Released while Berry was in jail, the Chess brothers had no new material available. Therefore they looked through their archive and found some lower quality tracks from older sessions. Even combined with some greatest hits, the album did not look as if it could be a commercial success. Thus, the Chess brothers went one step further.
By adding noise from an audience crowd and some shouting MC they made the album look like it would have been recorded live in concert. Next they changed the titles of some songs for further obfuscation.

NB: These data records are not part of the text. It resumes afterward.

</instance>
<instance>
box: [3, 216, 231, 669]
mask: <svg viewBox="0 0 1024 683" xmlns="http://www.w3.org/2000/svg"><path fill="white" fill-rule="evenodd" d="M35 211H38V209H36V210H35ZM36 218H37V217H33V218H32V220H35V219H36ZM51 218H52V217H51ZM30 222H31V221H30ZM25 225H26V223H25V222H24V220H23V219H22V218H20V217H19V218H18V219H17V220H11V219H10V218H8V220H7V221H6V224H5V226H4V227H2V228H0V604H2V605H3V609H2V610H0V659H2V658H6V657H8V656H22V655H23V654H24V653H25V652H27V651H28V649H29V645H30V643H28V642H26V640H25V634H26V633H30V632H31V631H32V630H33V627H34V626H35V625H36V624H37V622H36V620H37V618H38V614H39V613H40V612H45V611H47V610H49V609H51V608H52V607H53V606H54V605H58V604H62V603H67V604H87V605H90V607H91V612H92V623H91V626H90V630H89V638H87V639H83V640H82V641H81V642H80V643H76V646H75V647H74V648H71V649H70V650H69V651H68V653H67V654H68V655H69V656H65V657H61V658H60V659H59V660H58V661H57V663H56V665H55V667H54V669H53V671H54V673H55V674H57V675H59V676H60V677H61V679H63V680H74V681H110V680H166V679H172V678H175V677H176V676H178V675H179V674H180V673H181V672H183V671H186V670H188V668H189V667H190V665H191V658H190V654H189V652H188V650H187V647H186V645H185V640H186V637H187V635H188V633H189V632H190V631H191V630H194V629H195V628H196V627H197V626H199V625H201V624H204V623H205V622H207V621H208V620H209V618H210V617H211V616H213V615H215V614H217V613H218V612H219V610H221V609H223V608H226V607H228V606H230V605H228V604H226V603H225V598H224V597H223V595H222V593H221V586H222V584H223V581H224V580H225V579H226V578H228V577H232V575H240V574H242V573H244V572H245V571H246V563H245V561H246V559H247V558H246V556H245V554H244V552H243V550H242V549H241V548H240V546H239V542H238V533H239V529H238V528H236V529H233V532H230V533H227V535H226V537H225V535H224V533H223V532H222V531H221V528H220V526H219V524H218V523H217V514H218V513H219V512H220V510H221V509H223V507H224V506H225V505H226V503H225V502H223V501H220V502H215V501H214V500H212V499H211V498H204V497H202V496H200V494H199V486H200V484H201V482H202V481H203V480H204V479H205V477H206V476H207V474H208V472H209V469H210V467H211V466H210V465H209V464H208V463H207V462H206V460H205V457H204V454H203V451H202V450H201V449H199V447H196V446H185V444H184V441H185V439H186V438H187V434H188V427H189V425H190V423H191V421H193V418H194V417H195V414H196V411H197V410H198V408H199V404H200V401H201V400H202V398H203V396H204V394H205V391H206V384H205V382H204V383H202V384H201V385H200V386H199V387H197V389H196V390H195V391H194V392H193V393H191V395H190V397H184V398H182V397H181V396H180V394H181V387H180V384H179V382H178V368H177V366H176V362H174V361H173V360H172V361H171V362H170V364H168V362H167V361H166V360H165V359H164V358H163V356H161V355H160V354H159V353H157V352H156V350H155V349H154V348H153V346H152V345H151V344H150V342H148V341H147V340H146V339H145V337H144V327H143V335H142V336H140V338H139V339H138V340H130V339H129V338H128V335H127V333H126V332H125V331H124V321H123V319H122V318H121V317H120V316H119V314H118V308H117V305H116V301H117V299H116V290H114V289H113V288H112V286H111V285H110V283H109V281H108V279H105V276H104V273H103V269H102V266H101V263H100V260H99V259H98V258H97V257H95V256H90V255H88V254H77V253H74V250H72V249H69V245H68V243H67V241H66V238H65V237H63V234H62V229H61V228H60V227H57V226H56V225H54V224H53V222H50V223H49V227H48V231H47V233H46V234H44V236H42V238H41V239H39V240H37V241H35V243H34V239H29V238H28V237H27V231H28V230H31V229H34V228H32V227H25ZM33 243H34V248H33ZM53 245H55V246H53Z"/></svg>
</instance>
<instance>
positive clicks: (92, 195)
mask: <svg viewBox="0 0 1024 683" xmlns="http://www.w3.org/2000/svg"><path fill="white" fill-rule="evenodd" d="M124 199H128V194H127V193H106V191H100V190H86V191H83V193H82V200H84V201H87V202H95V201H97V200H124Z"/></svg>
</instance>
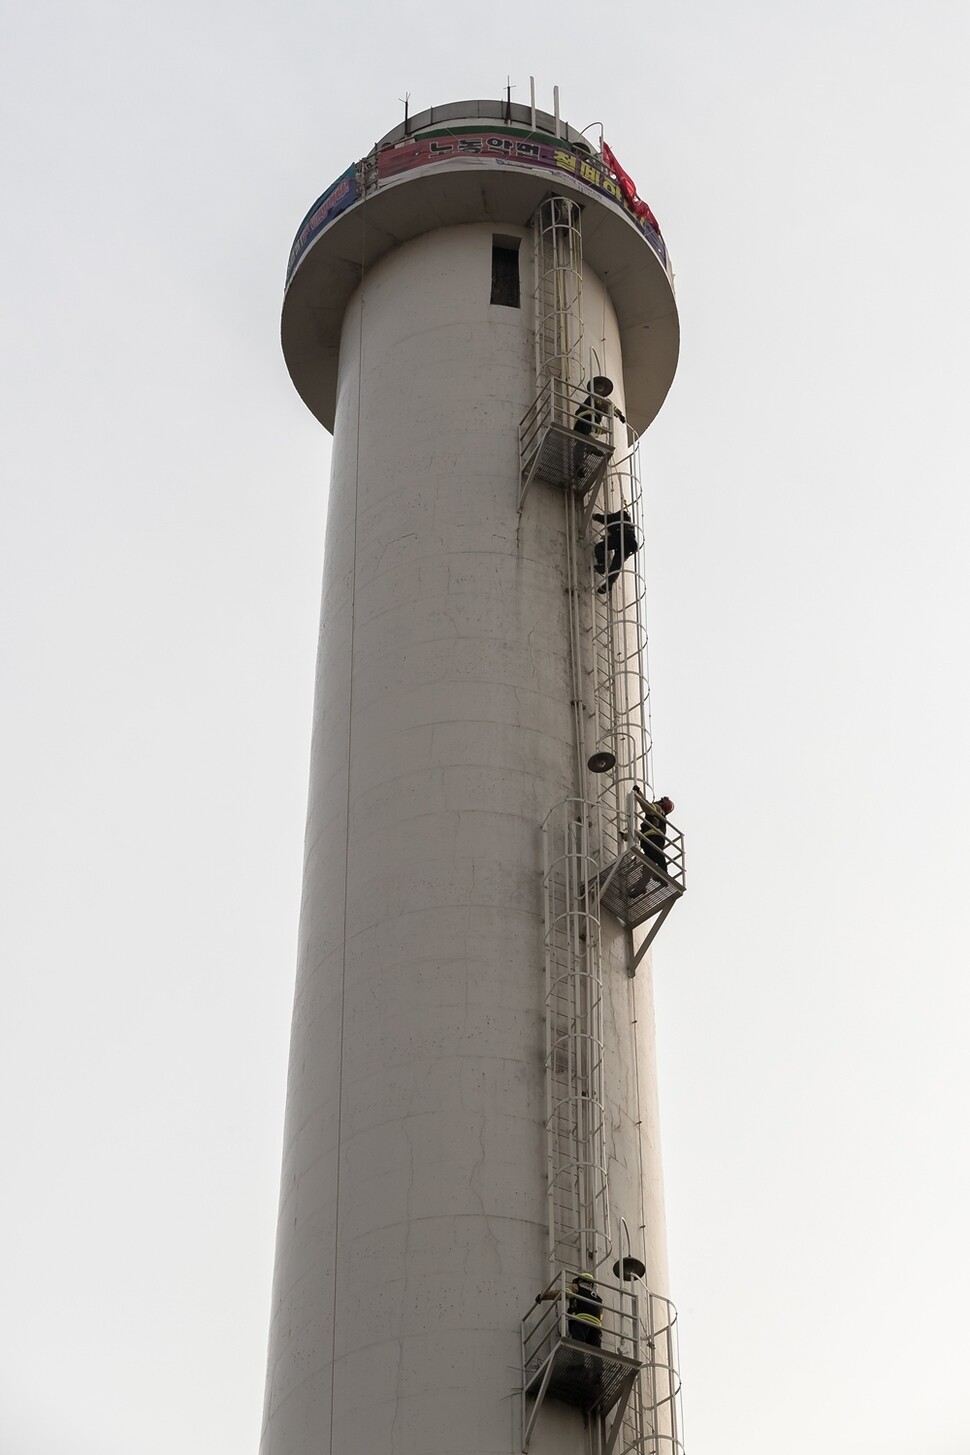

So
Sweet Little Sixteen became
Surfing USA, and
Let It Rock became
Rocking on the Railroad.
It didn't help and interest for this album was low. Seems like record buyers are not as stupid as companies want to believe.
When CDs became popular, nobody expected sales from re-releasing this album. Especially as the previously unreleased tracks became available without the fake applause over the years, one after the other which, however, took until 2009. If you were interested to listen to the original album with all the damage Chess introduced, you had to go to your Vinyl collection.
Finally, as part of
the new series of album replicas issued by Universal Music Japan, CHESS LP 1480 is available on CD now!
The CD contains the original contents of the CHESS album including all the fake applause and shouts. It also includes
How High the Moon which was not listed on the original cover, though on the disk. To fill up the re-issue CD, Universal added a true live concert from 1963, which makes the album title correct in some sense. The Detroit concert has been published before on
You Never Can Tell - His Complete Chess Recordings 1960-1966 (HIP-O-Select B0012485-02, 2009). Note that the "enhanced" versions having the fake applause were omitted from that
complete set. Here they are, finally.